Tamweel
- Company type: Government owned
- Industry: Real estate
- Founded: 2000; 26 years ago
- Headquarters: Dubai, United Arab Emirates
- Key people: Abdulla Ali AlHamli (Chairman), Varun Sood (CEO)
- Number of employees: 160
- Website: www.tamweel.ae/en/

= Tamweel =

Subsidiary of Dubai World

Tamweel was a Dubai-based real estate finance and development company. The company had two branches in the United Arab Emirates, with the head office in Port Saeed, Dubai and another branch in Marina Mall, Abu Dhabi.
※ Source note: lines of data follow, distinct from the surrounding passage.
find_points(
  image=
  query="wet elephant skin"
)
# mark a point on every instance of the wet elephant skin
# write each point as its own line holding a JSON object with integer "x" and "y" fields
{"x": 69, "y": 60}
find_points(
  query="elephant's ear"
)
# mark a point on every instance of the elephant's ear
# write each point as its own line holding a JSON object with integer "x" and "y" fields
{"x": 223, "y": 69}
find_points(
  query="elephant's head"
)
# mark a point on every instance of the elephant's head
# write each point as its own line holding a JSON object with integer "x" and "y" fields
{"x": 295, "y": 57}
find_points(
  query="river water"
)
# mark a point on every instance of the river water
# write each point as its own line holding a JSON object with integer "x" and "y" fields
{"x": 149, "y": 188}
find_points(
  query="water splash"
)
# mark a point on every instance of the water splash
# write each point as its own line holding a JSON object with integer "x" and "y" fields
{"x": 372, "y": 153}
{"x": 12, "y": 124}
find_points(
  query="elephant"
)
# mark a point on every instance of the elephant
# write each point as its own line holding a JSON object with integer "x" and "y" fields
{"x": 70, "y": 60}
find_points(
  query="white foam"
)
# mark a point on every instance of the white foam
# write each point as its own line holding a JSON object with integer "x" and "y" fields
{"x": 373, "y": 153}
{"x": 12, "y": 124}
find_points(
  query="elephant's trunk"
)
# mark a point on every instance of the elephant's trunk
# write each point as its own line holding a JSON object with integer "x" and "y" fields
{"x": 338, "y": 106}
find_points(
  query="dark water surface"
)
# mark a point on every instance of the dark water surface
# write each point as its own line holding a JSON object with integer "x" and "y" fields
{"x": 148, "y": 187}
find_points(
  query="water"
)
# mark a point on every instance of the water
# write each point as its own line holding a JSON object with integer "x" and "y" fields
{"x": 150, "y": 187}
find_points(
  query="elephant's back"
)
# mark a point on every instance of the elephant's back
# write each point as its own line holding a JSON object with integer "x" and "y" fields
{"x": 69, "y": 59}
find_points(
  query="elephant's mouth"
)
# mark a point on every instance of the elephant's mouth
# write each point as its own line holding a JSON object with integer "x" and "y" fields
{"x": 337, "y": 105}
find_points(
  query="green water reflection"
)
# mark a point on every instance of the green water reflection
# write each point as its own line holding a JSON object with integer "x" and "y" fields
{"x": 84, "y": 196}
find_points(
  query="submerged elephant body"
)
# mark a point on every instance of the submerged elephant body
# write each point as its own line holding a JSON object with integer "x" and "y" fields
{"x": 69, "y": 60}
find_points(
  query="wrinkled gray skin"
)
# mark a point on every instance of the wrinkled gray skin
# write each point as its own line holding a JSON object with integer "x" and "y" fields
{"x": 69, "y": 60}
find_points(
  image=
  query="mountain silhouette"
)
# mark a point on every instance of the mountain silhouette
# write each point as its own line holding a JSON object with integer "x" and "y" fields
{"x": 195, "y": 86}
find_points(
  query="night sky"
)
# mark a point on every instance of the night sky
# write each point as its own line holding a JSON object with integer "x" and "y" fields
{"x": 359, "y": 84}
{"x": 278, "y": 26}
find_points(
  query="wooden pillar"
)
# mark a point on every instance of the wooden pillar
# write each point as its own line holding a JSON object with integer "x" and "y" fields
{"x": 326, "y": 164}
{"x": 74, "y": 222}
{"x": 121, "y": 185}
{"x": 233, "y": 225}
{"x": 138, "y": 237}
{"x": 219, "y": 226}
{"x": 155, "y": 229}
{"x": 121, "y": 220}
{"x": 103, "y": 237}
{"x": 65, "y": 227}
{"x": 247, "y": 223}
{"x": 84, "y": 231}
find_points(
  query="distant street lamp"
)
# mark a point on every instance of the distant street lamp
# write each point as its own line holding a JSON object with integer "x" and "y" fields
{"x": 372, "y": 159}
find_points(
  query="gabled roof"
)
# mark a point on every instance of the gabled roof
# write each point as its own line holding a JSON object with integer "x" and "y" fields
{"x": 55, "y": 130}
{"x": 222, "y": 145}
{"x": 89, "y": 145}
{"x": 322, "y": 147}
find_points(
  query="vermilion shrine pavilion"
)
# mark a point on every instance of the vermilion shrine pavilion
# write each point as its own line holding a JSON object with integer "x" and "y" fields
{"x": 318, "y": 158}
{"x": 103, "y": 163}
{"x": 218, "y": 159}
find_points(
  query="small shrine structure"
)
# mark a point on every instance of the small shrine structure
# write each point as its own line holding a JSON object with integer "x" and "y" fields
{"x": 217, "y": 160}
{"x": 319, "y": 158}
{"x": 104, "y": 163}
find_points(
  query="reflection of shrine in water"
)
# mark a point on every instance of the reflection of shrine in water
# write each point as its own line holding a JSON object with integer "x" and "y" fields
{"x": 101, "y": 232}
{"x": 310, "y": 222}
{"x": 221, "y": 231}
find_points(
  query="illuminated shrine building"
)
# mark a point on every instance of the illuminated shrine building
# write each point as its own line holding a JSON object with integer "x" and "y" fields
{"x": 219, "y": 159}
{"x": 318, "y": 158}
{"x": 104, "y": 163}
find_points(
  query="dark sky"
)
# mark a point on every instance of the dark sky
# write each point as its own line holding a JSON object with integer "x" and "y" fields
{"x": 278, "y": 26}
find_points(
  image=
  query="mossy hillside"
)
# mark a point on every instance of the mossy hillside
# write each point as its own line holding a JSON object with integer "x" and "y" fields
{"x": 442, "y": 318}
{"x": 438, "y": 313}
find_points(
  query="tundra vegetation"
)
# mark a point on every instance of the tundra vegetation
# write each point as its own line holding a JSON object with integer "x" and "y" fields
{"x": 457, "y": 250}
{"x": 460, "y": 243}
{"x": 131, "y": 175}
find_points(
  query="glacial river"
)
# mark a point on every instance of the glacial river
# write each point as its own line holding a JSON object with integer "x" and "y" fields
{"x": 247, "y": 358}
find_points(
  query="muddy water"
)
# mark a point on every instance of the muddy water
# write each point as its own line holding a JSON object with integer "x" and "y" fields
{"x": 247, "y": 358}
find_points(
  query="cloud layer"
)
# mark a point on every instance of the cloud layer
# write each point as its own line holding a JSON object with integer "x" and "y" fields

The company was engaged in Islamic Sharia-compliant property financing and investment activities, including Murabaha, Ijara, Forward Ijara, Istisna, Baiti, and Yusr. Its financing solutions were divided into two main categories: home financing and commercial financing. The company was also involved in the business of property development and trading.

== History ==
Tamweel was established in March 2004 as a limited liability company. In July 2006, the company moved to a public joint-stock company structure and was listed on the Dubai Financial Market.

In November 2008, it was announced that the federal government of the United Arab Emirates would combine Amlak and Tamweel, which were later merged into an Islamic bank in early 2010.